I am using svaseq and DESeq2 together to remove surrogate variables from an RNA-seq dataset and call DEG. I ran the raw counts through DESeq2 and rlog transformed the data for processing by svaseq.

`dds <- DESeqDataSetFromMatrix(countData = counts, colData = colData, design = ~ condition)`

`dds <- DESeq(dds)`

`rld <- rlog(dds, blind = FALSE)`

`counts_deseq <- assay(rld)`

`pca = prcomp(t( counts_deseq ), scale=FALSE)`

Notice that samples A1 and B1 are separated in PC2. B1_0 and B1_3 are separated in PC1, as I hoped.

This is my svaseq R code. counts_seq contains the rlog transformed data produced above.

`mod <- model.matrix(~ condition, colData)`

`mod0 <- model.matrix(~ 1, colData[, -1])`

`svseq <- svaseq(counts_deseq, mod, mod0, n.sv=3)`

I used the R function below to "clean" the original input and obtain corrected counts.

cleaningY = function(y, mod, svaobj) { X = cbind(mod, svaobj$sv) Hat = solve(t(X)%*%X)%*%t(X) beta = (Hat%*%t(y)) P = ncol(mod) cleany = y-t(as.matrix(X[,-c(1:P)])%*%beta[-c(1:P),]) return(cleany) }

`counts_sva = cleaningY(counts_deseq, mod, svseq)`

`pca = prcomp(t( counts_sva ), scale=FALSE)`

The cleaned counts were then used to generate a PCA plot of PC1 x PC2, which showed that the two A1 and B1 batches are now more similar than before sva.

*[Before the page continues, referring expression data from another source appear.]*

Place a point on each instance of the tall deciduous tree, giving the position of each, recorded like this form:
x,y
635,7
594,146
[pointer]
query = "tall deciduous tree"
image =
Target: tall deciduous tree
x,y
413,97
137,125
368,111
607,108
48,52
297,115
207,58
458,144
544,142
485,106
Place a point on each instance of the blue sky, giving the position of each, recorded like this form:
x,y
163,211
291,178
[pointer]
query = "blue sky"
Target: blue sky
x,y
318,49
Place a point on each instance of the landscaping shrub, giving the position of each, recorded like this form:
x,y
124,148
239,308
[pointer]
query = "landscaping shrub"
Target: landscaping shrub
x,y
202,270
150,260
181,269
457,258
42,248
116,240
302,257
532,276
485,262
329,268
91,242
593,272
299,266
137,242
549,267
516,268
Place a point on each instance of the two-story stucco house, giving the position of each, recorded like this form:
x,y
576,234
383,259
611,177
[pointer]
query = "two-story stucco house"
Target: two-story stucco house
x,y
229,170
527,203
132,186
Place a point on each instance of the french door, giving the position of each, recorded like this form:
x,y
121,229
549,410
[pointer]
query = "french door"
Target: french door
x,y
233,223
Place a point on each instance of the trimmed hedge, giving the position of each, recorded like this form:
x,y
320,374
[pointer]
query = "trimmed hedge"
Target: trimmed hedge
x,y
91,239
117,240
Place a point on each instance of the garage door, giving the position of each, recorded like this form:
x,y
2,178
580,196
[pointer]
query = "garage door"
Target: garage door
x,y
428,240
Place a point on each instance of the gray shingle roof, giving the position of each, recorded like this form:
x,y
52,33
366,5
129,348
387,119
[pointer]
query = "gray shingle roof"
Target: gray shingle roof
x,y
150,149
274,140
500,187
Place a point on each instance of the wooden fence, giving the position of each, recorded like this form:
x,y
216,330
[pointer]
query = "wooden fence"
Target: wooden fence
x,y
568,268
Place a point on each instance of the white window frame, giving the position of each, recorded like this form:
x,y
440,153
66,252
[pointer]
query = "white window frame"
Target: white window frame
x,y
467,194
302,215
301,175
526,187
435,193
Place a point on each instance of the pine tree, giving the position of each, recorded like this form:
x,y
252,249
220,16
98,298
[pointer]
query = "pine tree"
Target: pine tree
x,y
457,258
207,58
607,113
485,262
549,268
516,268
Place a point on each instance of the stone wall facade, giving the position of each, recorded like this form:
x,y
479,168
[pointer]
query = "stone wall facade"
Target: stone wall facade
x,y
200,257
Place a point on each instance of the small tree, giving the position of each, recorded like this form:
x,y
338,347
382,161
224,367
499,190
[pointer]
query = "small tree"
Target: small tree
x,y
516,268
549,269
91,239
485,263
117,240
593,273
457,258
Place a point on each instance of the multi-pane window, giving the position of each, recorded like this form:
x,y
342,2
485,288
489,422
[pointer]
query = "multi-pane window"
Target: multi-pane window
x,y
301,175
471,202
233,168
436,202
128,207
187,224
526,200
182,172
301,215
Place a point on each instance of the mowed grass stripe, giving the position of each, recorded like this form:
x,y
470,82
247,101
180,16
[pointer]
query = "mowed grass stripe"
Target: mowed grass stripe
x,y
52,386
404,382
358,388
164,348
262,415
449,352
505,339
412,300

Then I added SV1 and SV2 to my colData and generated a DESeq dds object following http://www.bioconductor.org/help/workflows/rnaseqGene/#batch

`dds.sva <- dds dds.sva$SV1 <- svseq$sv[,1]`

`dds.sva$SV2 <- svseq$sv[,2]`

`design(ddssva) <- ~ SV1 + SV2 + condition`

rld.sva <- rlog(dds.sva, blind = FALSE) counts_deseq_sva <- assay(rld.sva) pca = prcomp(t( counts_deseq_sva ), scale=FALSE)

My colData now looks like this:

`sample condition SV1 SV2 sizeFactor`

A1_0 control -0.648430548730741 -0.0538911129250703 0.536015875141358

B1_0_1 control 0.284400077531668 0.828886823588163 0.800354347640333

B1_0_2 control 0.229646673150629 -0.394550325516213 0.615815976577249

B1_0_3 control 0.158381936289815 -0.338562050495541 0.731675847902015

A1_3 treatment -0.537353868258029 0.144903580282808 1.43186332691591

B1_3_2 treatment 0.269242789169143 -0.118951595650863 1.70605551398322

B1_3_3 treatment 0.244112940847514 -0.0678353192832832 2.33518790975716

When I plotted a PCA with the new rlog data, I observed a slight change from the original rlog data. However, it differs from the svaseq corrected PCA and still shows separation between the batches.

I was expecting the PCA with the rlog transformed with SV1 and SV2 accounted for to look like the cleaned svaseq PCA.

Am I doing something wrong? Any help is much appreciated.

Thank you!

There seem to be several copy-and-paste errors in your code, such as the last block where you compute counts_deseq_sva and then compute prcomp on counts_sva.

Thanks for catching that, I fixed it.